Netanyahu revels in this role, repeating his mantra that ‘in the Middle East, only the strong survive’. The writer Matti Friedman described it like this: “He says to Israelis, there’s a room. And in that room are the likes of Putin and Assad and Khamenei. Who do you want in there? A straight shooter who believes in the fundamental goodness of humanity? Or your most wily representative? Many Israelis say yes, the latter. That’s who we want in that room.”

Netanyahu can meet with Trump, Putin, Xi Jinping or Narendra Modi and get down to serious business. Few other world leaders can say that and for a tiny country like Israel, that matters. It’s why Likud have made this a centre piece of their campaign.
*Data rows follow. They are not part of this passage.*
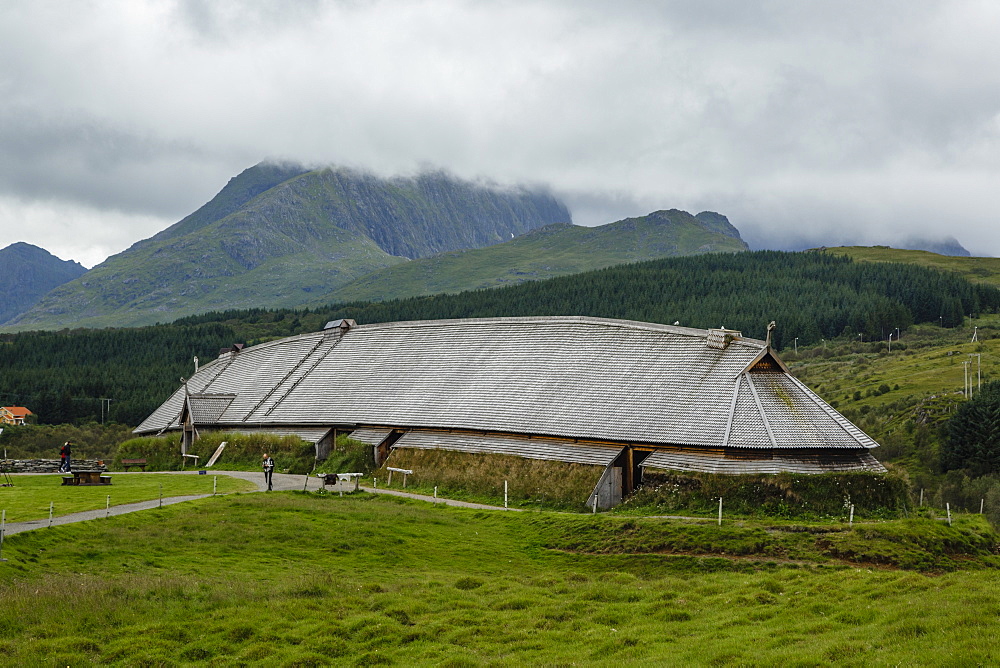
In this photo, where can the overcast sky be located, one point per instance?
(806, 123)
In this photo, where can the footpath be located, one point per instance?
(282, 482)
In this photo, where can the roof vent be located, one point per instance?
(343, 325)
(721, 338)
(235, 348)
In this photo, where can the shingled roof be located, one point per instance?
(581, 378)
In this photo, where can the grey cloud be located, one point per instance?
(799, 121)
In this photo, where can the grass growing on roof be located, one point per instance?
(243, 452)
(778, 495)
(531, 483)
(30, 496)
(298, 579)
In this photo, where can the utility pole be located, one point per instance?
(103, 401)
(979, 371)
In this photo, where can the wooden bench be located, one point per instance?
(128, 463)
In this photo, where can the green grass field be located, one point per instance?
(30, 496)
(976, 269)
(294, 579)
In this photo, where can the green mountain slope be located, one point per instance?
(812, 296)
(976, 269)
(555, 250)
(28, 272)
(276, 236)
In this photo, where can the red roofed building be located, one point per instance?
(14, 414)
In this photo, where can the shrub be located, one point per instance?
(972, 434)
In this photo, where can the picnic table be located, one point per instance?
(334, 478)
(84, 478)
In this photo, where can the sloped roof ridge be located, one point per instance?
(852, 430)
(558, 319)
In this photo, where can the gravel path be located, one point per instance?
(282, 482)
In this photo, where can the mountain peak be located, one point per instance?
(27, 273)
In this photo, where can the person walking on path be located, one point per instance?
(268, 470)
(64, 456)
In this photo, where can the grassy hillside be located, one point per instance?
(904, 397)
(294, 579)
(555, 250)
(61, 376)
(975, 269)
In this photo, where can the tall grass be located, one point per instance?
(530, 482)
(349, 456)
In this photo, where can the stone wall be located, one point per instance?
(48, 465)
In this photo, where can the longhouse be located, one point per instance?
(620, 395)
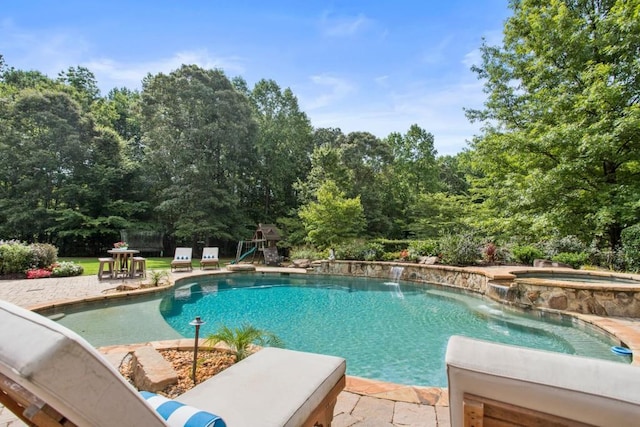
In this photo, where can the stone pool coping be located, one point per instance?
(60, 292)
(625, 330)
(360, 395)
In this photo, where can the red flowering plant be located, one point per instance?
(38, 273)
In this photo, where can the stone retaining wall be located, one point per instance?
(575, 297)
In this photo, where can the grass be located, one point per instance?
(91, 264)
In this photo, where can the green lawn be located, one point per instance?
(91, 264)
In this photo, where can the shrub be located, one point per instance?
(392, 245)
(67, 269)
(418, 248)
(574, 259)
(15, 257)
(630, 238)
(461, 249)
(490, 252)
(157, 277)
(358, 250)
(391, 256)
(38, 273)
(567, 244)
(526, 254)
(43, 255)
(305, 252)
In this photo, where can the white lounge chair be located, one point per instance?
(182, 259)
(496, 384)
(51, 376)
(209, 258)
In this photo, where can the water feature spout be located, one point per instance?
(396, 273)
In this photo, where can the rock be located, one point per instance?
(301, 263)
(125, 288)
(549, 264)
(151, 371)
(558, 301)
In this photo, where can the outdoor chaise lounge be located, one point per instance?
(494, 384)
(51, 376)
(209, 258)
(182, 259)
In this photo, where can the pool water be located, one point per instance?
(386, 331)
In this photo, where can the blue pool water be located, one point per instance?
(386, 331)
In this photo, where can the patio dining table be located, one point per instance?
(123, 261)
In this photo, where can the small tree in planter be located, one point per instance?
(242, 338)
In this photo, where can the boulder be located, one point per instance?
(301, 263)
(151, 371)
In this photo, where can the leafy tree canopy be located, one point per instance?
(562, 119)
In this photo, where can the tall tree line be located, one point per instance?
(203, 158)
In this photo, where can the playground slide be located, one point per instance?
(244, 255)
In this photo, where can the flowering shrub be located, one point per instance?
(66, 269)
(38, 273)
(15, 257)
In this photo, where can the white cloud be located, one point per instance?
(437, 110)
(343, 26)
(332, 89)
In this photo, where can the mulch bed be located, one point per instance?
(210, 362)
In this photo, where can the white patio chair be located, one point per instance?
(51, 376)
(496, 384)
(182, 259)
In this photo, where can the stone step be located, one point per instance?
(151, 371)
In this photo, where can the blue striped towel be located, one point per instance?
(178, 414)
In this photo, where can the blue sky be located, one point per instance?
(377, 66)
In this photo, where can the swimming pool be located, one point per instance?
(386, 331)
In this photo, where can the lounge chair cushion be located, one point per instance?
(592, 391)
(62, 369)
(282, 387)
(180, 415)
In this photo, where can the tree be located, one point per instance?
(283, 148)
(242, 339)
(561, 146)
(333, 217)
(84, 85)
(198, 133)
But this election is different. For the first time Netanyahu faces a fight on both flanks. Avigdor Lieberman on the right is toxifying Bibi’s long-term alliance with the ultra-orthodox, Gantz in the centre is attacking him for corruption and Barak is attacking him for everything. This will require a very different campaign with an exceptional level of versatility. Circling back to Pfeffer’s point about the lack of alternative candidates, Bibi has been lucky with his opponents. For many Israelis surveying what’s on offer, Netanyahu remains the best option.